Merck & Co.’s $11.5 Billion Acceleron Deal May Face Hurdles
Through a special subsidiary, Merck & Co. plans to initiate a tender offer to acquire all outstanding shares of Acceleron. Closing of the offer is subject to certain conditions, including the tender of a majority of outstanding shares and the receipt of applicable regulatory approvals.
On successful completion of the offer, Merck & Co. would merge the acquisition subsidiary into Acceleron. Any remaining shares of the biotech’s common stock not tendered would be canceled and converted into the right to receive the same $180 per share price payable in the tender offer.
Acceleron’s lead clinical candidate, pulmonary arterial hypertension (PAH) drug sotatercept, for which analysts have estimated peak sales of $1.4-2 billion, is the drawing card for Merck & Co. The drug boasts a novel mechanism of action said to have the potential to improve short-term and/or long-term clinical outcomes in patients suffering from the progressive and life-threatening blood vessel disorder.
First results of the three trials being conducted with sotatercet under the Phase 3 umbrella are expected by 2024.
In announcing the agreement on Sept. 30, Merck & Co. said it expected to close the buy in the fourth quarter, but venture capital firm Avoro Capital – which owns an estimated 7% of Acceleron’s shares – quickly spoke up, saying that the price “drastically undervalues” the company.
With the trials having another three years to run, Avoro said it believes Acceleron could command a much higher selling price if it waits for more data. Analysts have calculated that the biotech’s shareholders stand to receive the highest premium available, of up to 45% above the company’s share price before rumors of the Merck & Co. takeover plans emerged. Avoro, however, maintains that hat the premium is “only” 38%.
Beating the drum for the deal, Merck & Co.'s new CEO Ron Davis – who recently succeeded the retiring Kenneth Frazier – said, “Acceleron’s innovative research has yielded an exciting late-stage candidate that complements and strengthens our growing cardiovascular portfolio and pipeline and holds the potential to build upon Merck’s proud legacy in cardiovascular disease.”
Habib Dable, Acceleron’s president and CEO, said the Merck & Co. offer “represents the culmination of decades of work by Acceleron researchers successfully leveraging our company’s deep scientific expertise in the biology of the TGF-beta superfamily.” “He said the company believes Merck & Co. is well-positioned to apply its industry-leading clinical and commercial capabilities to harness the potential of sotatercept.
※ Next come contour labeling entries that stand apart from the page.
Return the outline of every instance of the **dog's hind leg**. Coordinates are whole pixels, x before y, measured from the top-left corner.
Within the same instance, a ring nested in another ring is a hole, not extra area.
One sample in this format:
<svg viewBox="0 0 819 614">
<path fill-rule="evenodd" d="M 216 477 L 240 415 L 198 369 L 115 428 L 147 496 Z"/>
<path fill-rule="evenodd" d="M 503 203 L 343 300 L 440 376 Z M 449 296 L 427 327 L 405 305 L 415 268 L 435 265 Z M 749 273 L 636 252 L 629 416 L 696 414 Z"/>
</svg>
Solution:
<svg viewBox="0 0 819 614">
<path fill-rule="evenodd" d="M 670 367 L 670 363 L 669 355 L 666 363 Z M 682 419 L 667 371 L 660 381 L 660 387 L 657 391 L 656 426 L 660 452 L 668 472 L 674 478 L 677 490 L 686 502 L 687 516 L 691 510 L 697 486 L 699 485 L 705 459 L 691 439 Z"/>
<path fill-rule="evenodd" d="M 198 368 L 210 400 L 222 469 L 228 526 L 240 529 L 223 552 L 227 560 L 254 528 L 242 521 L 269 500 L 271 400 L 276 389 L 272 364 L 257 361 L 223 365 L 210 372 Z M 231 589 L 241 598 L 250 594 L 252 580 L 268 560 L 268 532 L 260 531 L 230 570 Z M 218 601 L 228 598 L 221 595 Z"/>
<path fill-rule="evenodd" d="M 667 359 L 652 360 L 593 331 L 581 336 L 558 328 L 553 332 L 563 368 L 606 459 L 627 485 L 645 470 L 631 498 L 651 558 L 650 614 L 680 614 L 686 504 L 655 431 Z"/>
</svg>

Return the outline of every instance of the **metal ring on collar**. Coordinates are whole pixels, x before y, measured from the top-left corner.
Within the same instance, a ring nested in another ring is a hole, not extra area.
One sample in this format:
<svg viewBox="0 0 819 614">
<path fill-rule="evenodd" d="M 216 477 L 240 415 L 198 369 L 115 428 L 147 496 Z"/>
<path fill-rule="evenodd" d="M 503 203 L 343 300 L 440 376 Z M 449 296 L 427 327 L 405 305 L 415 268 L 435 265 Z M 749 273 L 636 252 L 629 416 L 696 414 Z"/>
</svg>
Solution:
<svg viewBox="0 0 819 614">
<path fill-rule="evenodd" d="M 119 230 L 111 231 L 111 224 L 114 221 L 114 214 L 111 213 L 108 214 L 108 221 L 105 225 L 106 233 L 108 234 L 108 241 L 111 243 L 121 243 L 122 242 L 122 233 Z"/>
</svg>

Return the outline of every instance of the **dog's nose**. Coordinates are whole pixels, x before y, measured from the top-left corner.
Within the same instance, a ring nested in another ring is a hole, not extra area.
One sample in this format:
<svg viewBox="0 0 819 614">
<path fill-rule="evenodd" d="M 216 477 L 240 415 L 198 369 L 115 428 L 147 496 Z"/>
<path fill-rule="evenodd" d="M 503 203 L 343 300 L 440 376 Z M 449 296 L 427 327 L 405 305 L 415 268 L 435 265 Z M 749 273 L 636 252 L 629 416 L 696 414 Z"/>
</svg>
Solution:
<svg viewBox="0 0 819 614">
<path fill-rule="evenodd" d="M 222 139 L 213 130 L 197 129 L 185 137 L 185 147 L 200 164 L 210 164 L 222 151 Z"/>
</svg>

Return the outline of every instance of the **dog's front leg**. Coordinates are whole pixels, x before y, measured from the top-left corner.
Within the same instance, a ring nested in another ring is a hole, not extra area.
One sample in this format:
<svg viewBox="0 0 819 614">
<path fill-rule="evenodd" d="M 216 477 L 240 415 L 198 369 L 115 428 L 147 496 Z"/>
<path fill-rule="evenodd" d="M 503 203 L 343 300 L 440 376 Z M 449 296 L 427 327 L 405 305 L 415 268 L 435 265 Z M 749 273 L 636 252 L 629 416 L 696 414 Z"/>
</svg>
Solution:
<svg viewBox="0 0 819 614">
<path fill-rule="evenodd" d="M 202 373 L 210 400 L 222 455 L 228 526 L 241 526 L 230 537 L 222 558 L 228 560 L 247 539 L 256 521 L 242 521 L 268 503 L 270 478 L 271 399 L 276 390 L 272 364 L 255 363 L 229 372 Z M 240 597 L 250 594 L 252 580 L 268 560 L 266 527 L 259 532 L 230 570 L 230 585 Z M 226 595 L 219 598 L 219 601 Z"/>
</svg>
Beyond sotatercept, the biotech’s portfolio includes Reblozyl (luspatercept-aamt), a top-of-the line erythroid maturation recombinant fusion protein approved in the US, Europe, Canada and Australia for the treatment of anemia in certain rare blood disorders. Acceleron is developing and commercializing this candidate through a global collaboration with Bristol Myers Squibb.
Avaro’s backpedaling is not the only potential stumbling block to closing the acquisition. Some observers said they thought it might face opposition from the US Federal Trade Commission (FTC), due to perceived overlaps with Merck & Co.’s PAH program, and that these could force Merck & Co. to divest its inhaled sGC agent MK-5475.
Some analysts noted that the FTC is more closely scrutinizing M&A transactions in biopharma – the same warning issued for French drugmaker Sanofi’s acquisition of US biotech Translate Bio, although that seems to have gone ahead with no visible strings attached. Merck & Co. CEO Davis has brushed aside any anti-trust issues, saying he believes the deal is safe.